Characterizing the pocketome of Mycobacterium tuberculosis and application in rationalizing polypharmacological target selection

Abstract

Polypharmacology is beginning to emerge as an important concept in the field of drug discovery. However, there are no established approaches to either select appropriate target sets or design polypharmacological drugs. Here, we propose a structural-proteomics approach that utilizes the structural information of the binding sites at a genome-scale obtained through in-house algorithms to characterize the pocketome, yielding a list of ligands that can participate in various biochemical events in the mycobacterial cell. The pocket-type space is seen to be much larger than the sequence or fold-space, suggesting that variations at the site-level contribute significantly to functional repertoire of the organism. All-pair comparisons of binding sites within Mycobacterium tuberculosis (Mtb), pocket-similarity network construction and clustering result in identification of binding-site sets, each containing a group of similar binding sites, theoretically having a potential to interact with a common set of compounds. A polypharmacology index is formulated to rank targets by incorporating a measure of druggability and similarity to other pockets within the proteome. This study presents a rational approach to identify targets with polypharmacological potential along with possible drugs for repurposing, while simultaneously, obtaining clues on lead compounds for use in new drug-discovery pipelines.

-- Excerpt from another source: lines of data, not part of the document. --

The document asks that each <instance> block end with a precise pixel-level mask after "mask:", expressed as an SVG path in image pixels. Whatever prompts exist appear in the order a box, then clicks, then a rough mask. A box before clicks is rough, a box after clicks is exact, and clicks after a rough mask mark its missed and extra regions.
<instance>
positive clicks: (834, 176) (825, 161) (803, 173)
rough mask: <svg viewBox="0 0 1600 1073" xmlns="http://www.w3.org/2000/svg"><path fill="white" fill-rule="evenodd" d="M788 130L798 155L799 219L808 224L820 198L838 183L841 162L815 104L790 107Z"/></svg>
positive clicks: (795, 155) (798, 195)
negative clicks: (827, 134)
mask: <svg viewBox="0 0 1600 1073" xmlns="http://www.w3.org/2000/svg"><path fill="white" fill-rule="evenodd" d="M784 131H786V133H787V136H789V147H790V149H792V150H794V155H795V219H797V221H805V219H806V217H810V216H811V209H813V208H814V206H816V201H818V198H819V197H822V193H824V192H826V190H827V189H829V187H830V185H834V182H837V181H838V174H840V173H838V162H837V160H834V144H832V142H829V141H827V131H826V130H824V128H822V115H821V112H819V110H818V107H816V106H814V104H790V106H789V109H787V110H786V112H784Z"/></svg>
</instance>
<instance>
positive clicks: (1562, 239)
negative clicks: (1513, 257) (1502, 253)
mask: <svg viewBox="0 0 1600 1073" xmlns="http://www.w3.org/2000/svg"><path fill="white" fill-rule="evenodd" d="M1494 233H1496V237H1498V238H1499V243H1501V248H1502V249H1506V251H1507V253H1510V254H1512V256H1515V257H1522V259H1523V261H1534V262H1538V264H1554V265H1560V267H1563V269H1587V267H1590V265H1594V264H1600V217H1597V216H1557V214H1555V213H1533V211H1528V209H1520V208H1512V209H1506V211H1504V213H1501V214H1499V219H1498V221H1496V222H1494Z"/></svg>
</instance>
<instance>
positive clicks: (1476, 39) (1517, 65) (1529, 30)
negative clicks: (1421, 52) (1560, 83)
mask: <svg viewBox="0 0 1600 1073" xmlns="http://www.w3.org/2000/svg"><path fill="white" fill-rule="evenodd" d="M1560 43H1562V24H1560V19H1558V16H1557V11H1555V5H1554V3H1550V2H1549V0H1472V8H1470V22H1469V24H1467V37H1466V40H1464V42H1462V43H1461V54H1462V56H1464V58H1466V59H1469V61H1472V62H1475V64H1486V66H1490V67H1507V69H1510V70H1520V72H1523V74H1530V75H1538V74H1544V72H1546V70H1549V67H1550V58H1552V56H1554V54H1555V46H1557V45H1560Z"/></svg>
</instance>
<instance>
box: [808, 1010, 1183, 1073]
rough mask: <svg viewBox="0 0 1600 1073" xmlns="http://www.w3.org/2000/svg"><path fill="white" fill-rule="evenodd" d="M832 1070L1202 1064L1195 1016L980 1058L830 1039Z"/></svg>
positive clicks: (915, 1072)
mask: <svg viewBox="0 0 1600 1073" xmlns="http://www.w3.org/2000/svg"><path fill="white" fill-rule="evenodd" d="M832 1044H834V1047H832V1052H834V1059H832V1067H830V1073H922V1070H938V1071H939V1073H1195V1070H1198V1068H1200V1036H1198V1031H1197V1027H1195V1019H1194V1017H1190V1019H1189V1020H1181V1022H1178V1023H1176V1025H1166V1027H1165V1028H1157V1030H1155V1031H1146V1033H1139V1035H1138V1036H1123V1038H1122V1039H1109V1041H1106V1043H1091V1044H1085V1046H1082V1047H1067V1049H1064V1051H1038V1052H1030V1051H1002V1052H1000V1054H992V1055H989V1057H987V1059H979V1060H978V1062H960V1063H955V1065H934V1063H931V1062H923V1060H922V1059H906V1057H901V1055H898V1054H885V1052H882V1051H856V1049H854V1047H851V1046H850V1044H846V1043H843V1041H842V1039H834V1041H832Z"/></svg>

Figure 1. An overview of the characterization of the enzymes in the Mtb pocketome, in terms of binding site analysis.

(A) A stacked bar plot showing the coverage of protein structures and the confident ligand associations available with respect to the KEGG pathways. For each pathway the lower most bar in the stack corresponds to the number of genes or proteins in the pathway, the middle bar indicates the number of structural models available for the pathway and the top most stack indicates the number of proteins for which ligand annotations are made based on binding site structures. Each stack corresponds to one KEGG pathway in Mtb. (B) Metabolic map of central metabolism in Mtb, indicating extensive coverage of ligand annotation in the Mtb reactome from this study. The edges colored in black indicates the availability of protein structure catalyzing the reaction and the nodes colored in red represent the small ligand molecules taking part in the reaction for which the binding site has been mapped onto the respective protein structure.

Figure 2. An illustration of ligand associations for Mtb pocketome.

Distribution of different ligand hits obtained for the predicted pockets in the proteome. The ligands are ordered by their molecular weights. The frequency on the Y-axis indicates the number of occurrences of the binding site of that ligand in the Mtb pocketome. This spectrum is qualitatively equivalent to the mass spectrum of the Mtb metabolome for unit protein abundances.

Figure 3. Binding Site Similarity networks.

(A) The binding site similarity network obtained for Mtb Pocketome. Each node represents the predicted binding site and an edge between two nodes represents high similarity shared (PMAX ≥ 0.7) between them. The colors represent different clusters or sets of binding sites predicted by MCODE algorithm. (B) Binding site similarity network of pockets obtained from MOAD dataset, carried out as a validation exercise. The color of the nodes again depicts set of similar binding sites obtained from MCODE algorithm. Three such example clusters binding to ATP, heme and phosphoglycerate respectively are shown in enlarged version.

Figure 4

An overview of all-pair binding site similarities in Mtb Pocketome representing the results of 96 million comparisons (A) Hexbin plot depicts the distribution of all-pair similarity scores obtained using PocketMatch. The y-axis depicts the local or partial binding site similarity scores (PMIN) and the x-axis depicts the global-similarity scores (PMAX). The color of the hexbin represents the density of the scores obtained and is shown in the legend next to the plot. (B) Distribution of all-pair PMIN scores. (C) Distribution of all-pair PMAX scores. (D) Degree distribution of the sites in Mtb binding site similarity network, indirectly capturing number of similar sites.

Figure 5. An illustration of the structure-sequence-pocket space relationships in Mtb proteome.

The 3D scatterplot depicts the distribution of high similarity pockets with respect to sequence and structural similarity scores obtained for the corresponding proteins. The color represents different categories of sequence-structure relationship and an example is highlighted from each of these categories with the depiction of proteins and pockets similarity.

Figure 6. Drug-hits for Polypharmacological targets.

Each disconnected component represents a set of polypharmacological targets obtained from Mtb binding site similarity network. Two type of nodes are present in the network, the predicted binding sites are shown as spheres and the drugs sharing a binding site similarity are shown as triangles. The red colored circular nodes represent binding sites of high-confidence targets. Approved drugs are also highlighted in red.

Figure 7

A selected example of similar binding sites in different proteins predicted in this study matching with crystal structures available in literature (A) Structural superposition of dihydrofolate reductase (red cartoon) and InhA (blue cartoon, PDBID: 1ZID) protein based on the similarity of the binding sites (shown as sticks). The inset shows the similarity of the binding sites with the isoniazid adduct shown in ball and stick representation. (B) Crystal structure of dihydrofolate reductase with characterization of binding site for isoniazid adduct (PDBID: 2CIG).